Damit mein Mund dein Lob verkünde.
Ehre sei dem Vater und dem Sohn und dem Heiligen Geist,
wie im Anfang, so auch jetzt und alle Zeit und in Ewigkeit.
Amen. Halleluja. (entfällt in der Fastenzeit)


  • Hymnus

    Schon zieht herauf des Tages Licht,
    wir flehn zu Gott voll Zuversicht:
    Bewahre uns an diesem Tag
    vor allem, was uns schaden mag.

    Bezähme unsrer Zunge Macht,
    dass sie nicht Hass und Streit entfacht;
    lass unsrer Augen hellen Schein
    durch Böses nicht verdunkelt sein.

    Rein sei das Herz und unversehrt
    und allem Guten zugekehrt.
    Und gib uns jeden Tag das Brot
    für unsre und der Menschheit Not.

    Senkt sich hernieder dann die Nacht
    und ist das Tagewerk vollbracht,
    sei dir all unser Tun geweiht
    zum Lobe deiner Herrlichkeit.

    Dich, Vater, Sohn und Heil’ger Geist,
    voll Freude alle Schöpfung preist,
    der jeden neuen Tag uns schenkt
    und unser ganzes Leben lenkt. Amen.
    Nach „Iam lucis orto sidere“; Ambrosius († 397) zugeschrieben
    Melodie: GL 595 oder 704 · KG 679 oder 763

  • PSALM 126

    Als der Herr das Los der Gefangenschaft Zions wendete, *
    da waren wir alle wie Träumende.
    Da war unser Mund voll Lachen *
    und unsere Zunge voll Jubel.
    Da sagte man unter den andern Völkern: *
    »Der Herr hat an ihnen Großes getan.«
    Ja, Großes hat der Herr an uns getan. *
    Da waren wir fröhlich.
    Wende doch, Herr, unser Geschick, *
    wie du versiegte Bäche wieder füllst im Südland.
    Die mit Tränen säen, *
    werden mit Jubel ernten.
    Sie gehen hin unter Tränen *
    und tragen den Samen zur Aussaat.
    Sie kommen wieder mit Jubel *
    und bringen ihre Garben ein.
    PSALM-GEBET: Treuer Gott, du verlässt niemanden, der auf dich vertraut. Nimm unsere Bitten an und erneuere in uns die Freude über deine Hilfe.

  • Lesung

    Markus 4,10–12a

    Als Jesus mit seinen Begleitern und den Zwölf allein war, fragten sie ihn nach dem Sinn seiner Gleichnisse. Da sagte er zu ihnen: Euch ist das Geheimnis des Reiches Gottes anvertraut; denen aber, die draußen sind, wird alles in Gleichnissen gesagt; denn sehen sollen sie, sehen, aber nicht erkennen.

    Benedictus - Lobgesang des Zacharias

    Antiphon:

    Der Herr hat sein Volk besucht und ihm Erlösung geschaffen.

    Benedictus öffnen...

    Benedictus

    Lobgesang des Zacharias (Lk 1,68-79)

    Gepriesen sei der Herr, der Gott Israels! *
    Denn er hat sein Volk besucht
    und ihm Erlösung geschaffen;

    er hat uns einen starken Retter erweckt *
    im Hause seines Knechtes David.

    So hat er verheißen von alters her *
    durch den Mund seiner heiligen Propheten.

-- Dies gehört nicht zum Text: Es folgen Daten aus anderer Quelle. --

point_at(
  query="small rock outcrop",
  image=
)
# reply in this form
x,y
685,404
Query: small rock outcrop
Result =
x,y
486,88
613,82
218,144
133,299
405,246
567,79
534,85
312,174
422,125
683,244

    Er hat uns errettet vor unseren Feinden *
    und aus der Hand aller, die uns hassen;

    er hat das Erbarmen mit den Vätern an uns vollendet /
    und an seinen heiligen Bund gedacht, *
    an den Eid, den er unserm Vater Abraham geschworen hat;

    er hat uns geschenkt, dass wir, aus Feindeshand befreit, /
    ihm furchtlos dienen in Heiligkeit und Gerechtigkeit *
    vor seinem Angesicht all unsre Tage.

    Und du, Kind, wirst Prophet des Höchsten heißen; /
    denn du wirst dem Herrn vorangehn *
    und ihm den Weg bereiten.

    Du wirst sein Volk mit der Erfahrung des Heils beschenken *
    in der Vergebung der Sünden.

    Durch die barmherzige Liebe unseres Gottes *
    wird uns besuchen das aufstrahlende Licht aus der Höhe,

    um allen zu leuchten, die in Finsternis sitzen
    und im Schatten des Todes, *
    und unsre Schritte zu lenken auf den Weg des Friedens.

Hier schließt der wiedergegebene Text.